The catch: real networks are not synchronous. TCP retransmission timeouts, garbage collection pauses, VM migrations, switch buffer overflows, cosmic rays flipping bits in router memory — any of these can cause message delays that exceed any bound you care to set. Set the bound too low and you falsely suspect crashed nodes. Set it too high and your system stalls waiting for a genuinely crashed node.

An asynchronous system makes no timing assumptions whatsoever. Messages are delivered eventually, but there is no bound on how long “eventually” takes. This is the model that most closely matches real-world networks (though it is overly pessimistic in some ways).

In the asynchronous model, as we will see in Chapter 3, deterministic consensus is impossible even with a single crash failure. This is the FLP impossibility result, and it is perhaps the most important theorem in distributed systems.

The practical sweet spot is the partially synchronous model: the system is asynchronous, but eventually becomes synchronous (or there exists an unknown upper bound on message delivery that holds after some unknown point in time). This captures the behavior of real networks: they are usually well-behaved, occasionally terrible, but eventually recover. Protocols like Paxos and Raft are designed for this model — they are always safe, and they make progress once the network stabilizes.

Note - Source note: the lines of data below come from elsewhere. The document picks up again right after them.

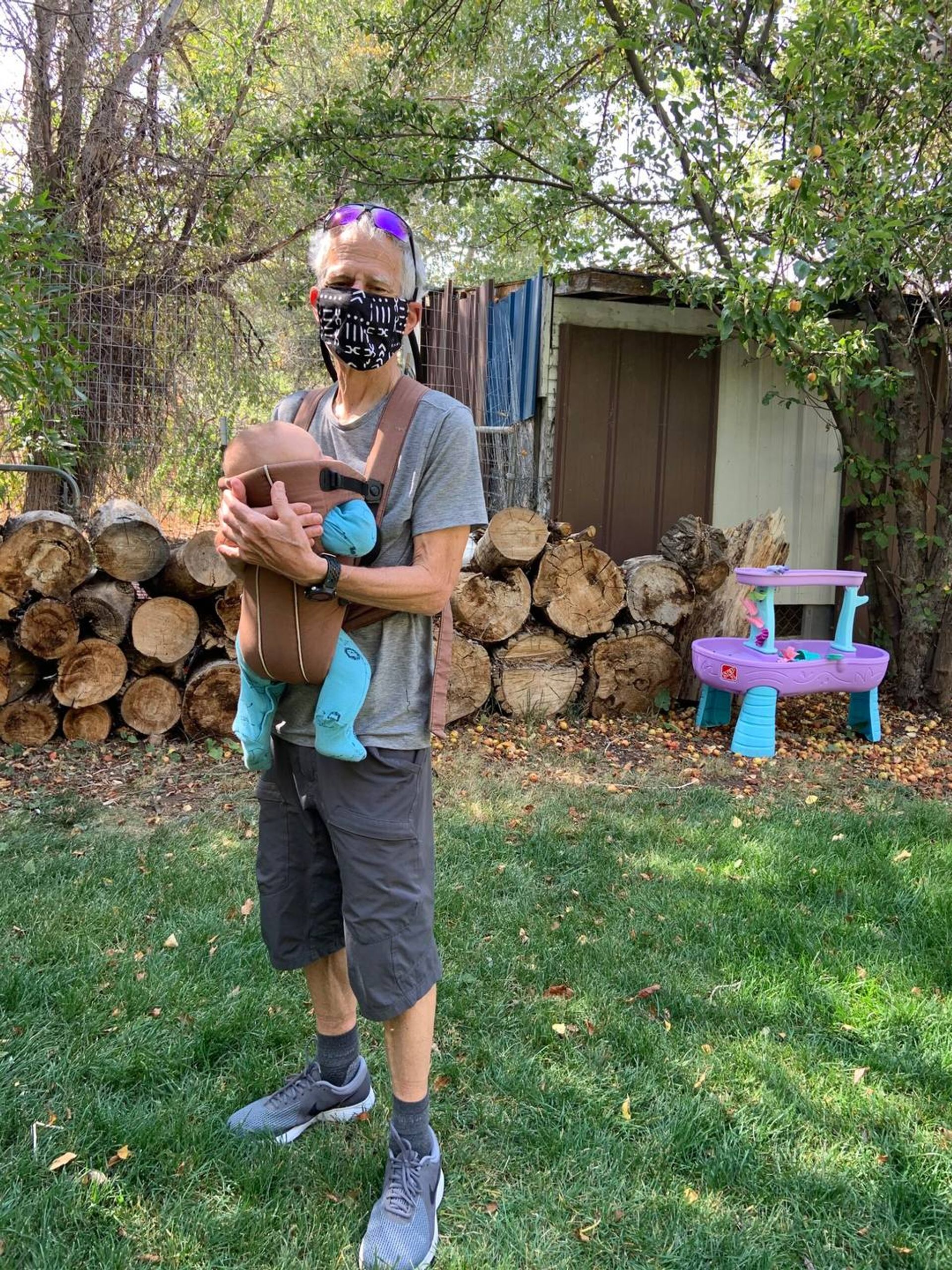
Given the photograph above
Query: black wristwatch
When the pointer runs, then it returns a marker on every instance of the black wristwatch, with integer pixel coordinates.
(328, 587)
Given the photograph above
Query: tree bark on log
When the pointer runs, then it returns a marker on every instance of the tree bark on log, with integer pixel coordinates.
(490, 609)
(752, 545)
(19, 672)
(579, 588)
(630, 668)
(48, 629)
(151, 705)
(42, 552)
(470, 680)
(211, 700)
(536, 674)
(88, 723)
(656, 591)
(127, 541)
(30, 722)
(106, 606)
(92, 672)
(700, 550)
(515, 538)
(194, 570)
(166, 628)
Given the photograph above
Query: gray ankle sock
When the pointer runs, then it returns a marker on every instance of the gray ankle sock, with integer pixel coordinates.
(338, 1056)
(412, 1121)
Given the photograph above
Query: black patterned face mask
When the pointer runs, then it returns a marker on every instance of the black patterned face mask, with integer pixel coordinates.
(361, 329)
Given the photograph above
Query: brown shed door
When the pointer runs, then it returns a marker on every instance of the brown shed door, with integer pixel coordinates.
(635, 435)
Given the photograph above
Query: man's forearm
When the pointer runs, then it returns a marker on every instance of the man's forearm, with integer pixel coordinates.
(402, 588)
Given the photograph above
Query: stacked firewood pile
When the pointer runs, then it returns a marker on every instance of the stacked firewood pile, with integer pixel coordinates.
(545, 619)
(115, 625)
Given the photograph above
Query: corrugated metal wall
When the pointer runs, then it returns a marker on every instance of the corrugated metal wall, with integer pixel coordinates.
(772, 456)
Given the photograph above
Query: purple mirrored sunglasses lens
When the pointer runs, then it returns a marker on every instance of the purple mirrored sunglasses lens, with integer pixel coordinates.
(381, 216)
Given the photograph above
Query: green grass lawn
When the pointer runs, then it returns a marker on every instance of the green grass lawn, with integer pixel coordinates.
(785, 1100)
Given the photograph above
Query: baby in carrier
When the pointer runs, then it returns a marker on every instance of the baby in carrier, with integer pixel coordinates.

Message Flow: When Things Go Right and Wrong

Let us trace through a simple three-node scenario to build intuition about why message ordering creates problems.

Scenario 1: Everything Works

Time    Node A          Node B          Node C
----    ------          ------          ------
t1      propose("X") ->
                        receive("X")
                                        receive("X")
t2                      ack("X") ->     ack("X") ->
t3      receive acks
        DECIDE("X") ->
t4                      decide("X")     decide("X")

Everyone agrees. Life is good. Now let us break things.

Scenario 2: Proposer Crashes Mid-Broadcast

Time    Node A          Node B          Node C
----    ------          ------          ------
t1      propose("X") ->
                        receive("X")
        ** CRASH **                     (message lost)
t2                      waiting...      waiting...
t3                      timeout         timeout
t4                      ???             ???

Node B received the proposal. Node C did not. Node B knows about “X”, Node C does not. If we elect a new leader and it happens to be Node C, it might propose “Y”. Node B is now in a bind: it already knows about “X” — should it accept “Y”?

This is the core dilemma that Paxos resolves with its two-phase prepare/accept mechanism. The new leader must first learn what the old leader might have decided before proposing anything new. Without this, you get inconsistency.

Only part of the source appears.